The story of the (marked for) failure and success of the two reserves could not have been starker in comparison. Tigers disappeared from Sariska and Panna soon after the turn of the century. Around 11 years ago, Sariska received its first batch of two tigresses from Ranthambore. More followed later. Panna got into the act an year later with three tigers being relocated there from Kanha, Bandhavgarh and Pench.
It was hoped that effective management by the forest departments of the states would ensure not just the survival of the big cats but a healthy increase in their population as well.
But a map is not the territory, despite the good intentions it’s drawn with. And while Sariska floundered from day one, Panna zoomed past the starting block with flying colours. Today, Panna boasts of not just a healthy tiger population, but also an ideal 1:3 ratio of one male tiger for every three females.
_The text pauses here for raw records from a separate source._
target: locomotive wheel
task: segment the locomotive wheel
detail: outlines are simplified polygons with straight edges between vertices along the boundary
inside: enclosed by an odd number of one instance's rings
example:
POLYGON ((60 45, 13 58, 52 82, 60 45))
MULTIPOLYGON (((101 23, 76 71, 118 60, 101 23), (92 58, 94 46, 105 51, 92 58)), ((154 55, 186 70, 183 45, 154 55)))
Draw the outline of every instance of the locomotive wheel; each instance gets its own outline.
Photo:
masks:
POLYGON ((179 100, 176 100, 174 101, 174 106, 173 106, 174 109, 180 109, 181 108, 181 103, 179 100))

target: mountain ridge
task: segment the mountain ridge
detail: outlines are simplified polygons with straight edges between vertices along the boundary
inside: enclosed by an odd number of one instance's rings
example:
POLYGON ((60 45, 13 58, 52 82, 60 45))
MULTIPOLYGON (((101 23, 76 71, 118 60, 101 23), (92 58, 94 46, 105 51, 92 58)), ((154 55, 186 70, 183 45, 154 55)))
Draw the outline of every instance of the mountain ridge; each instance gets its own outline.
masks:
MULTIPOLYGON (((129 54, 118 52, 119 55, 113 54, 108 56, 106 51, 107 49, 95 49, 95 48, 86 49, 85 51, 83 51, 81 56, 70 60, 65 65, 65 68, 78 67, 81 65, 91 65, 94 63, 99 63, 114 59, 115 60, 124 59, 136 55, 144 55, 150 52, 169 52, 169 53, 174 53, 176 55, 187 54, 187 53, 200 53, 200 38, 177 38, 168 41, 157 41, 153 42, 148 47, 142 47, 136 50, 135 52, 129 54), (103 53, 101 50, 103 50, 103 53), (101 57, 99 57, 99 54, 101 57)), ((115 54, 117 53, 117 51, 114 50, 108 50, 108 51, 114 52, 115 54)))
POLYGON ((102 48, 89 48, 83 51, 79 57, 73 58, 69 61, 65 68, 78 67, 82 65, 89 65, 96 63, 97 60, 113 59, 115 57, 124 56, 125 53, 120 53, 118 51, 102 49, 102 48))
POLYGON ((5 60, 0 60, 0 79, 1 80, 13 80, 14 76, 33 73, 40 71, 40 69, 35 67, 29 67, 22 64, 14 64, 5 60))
So what went wrong in Sariska?
A big factor which tilted the scales against Sariska, despite the honest intentions with which the tiger relocation programme started here, is the presence of 29 villages inside the reserve. Call it political prudence on the part of succesive state governments in Rajasthan, which gave more weightage to human votes than to the tigers, no earnest attempt was made to clear the forest for the big cat, its rightful owner.
Tomar readily accepts the shortcoming. "We have removed three villages from the reserve, and will be removing six others. We have started the process," he said.
That Sariska is on the verge of losing its tigers once again may not be the saddest chapter in its sordid saga. The crowning irony lies 170 kilometres away, at the hugely popular Ranthambore Tiger Reserve. Over the years and defying several odds, Ranthambore has emerged as one of the best places in India to spot tigers, the place where tourists, wildlife photographers, film makers and coffee-table book writers troop down regularly from all corners of the globe. Not to mention the powerful presence of at least half a dozen resort owners who have deep political connections on both sides of the fence.
And yet, none of them thought it fit to throw a second look at Sariska, or make a contribution towards the survival of its tigers.
An allegation, one often comes across during forest campfires in Rajasthan, is that powerful business lobbies don't want Sariska to stand up to Ranthambore.
There could be more than a grain of truth here. Tiger tourism is a booming industry in Ranthambore with hundreds of hotels and resorts operating in Sawai Madhopur, the entry point to Ranthambore. In contrast, the number of resorts and hotels around Sariska can be counted on the fingers of one hand.
However, the resounding success of Madhya Pradesh’s Panna Tiger Reserve in the tiger translocation programme throws question marks into that theory. By all logical accounts and after Panna saw the decimation of all its tigers, Panna should have gone the way of Sariska. That it did not, goes to the credit of one dedicated forest officer Rangaiah Sreenivasa Murthy. He was the field director of Panna in 2009, a crucial period when the translocation of tigers started there. Murthy is the unsung hero of Panna.
"It was a tough task, to bring tigers back to Panna and ensure that they stayed there," recalls Murthy.
"The people around Panna were dead againt us. Nobody wanted tigers back in Panna, just nobody," he remarked.
So how did the Panna Forest Department face these challenges? "It was tough in the beginning," says Murthy, who now has a much bigger say in the affairs of wildlife managemenet after being elevated to the position of member-secretary, Madhya Pradesh State Bio-Diversity Board.
"We went on involving the people around Panna to work, drilling into their minds the importance of saving the tigers. After a few initial hiccups, their resistance became less and we found it easier to concentrate on tiger conservation in Panna. That’s all there is to it," he adds.
On hindsight, many successes look easy. And so do failures — as in the case of Sariska. But the point is, having squandered the second chance, will Sariska get another?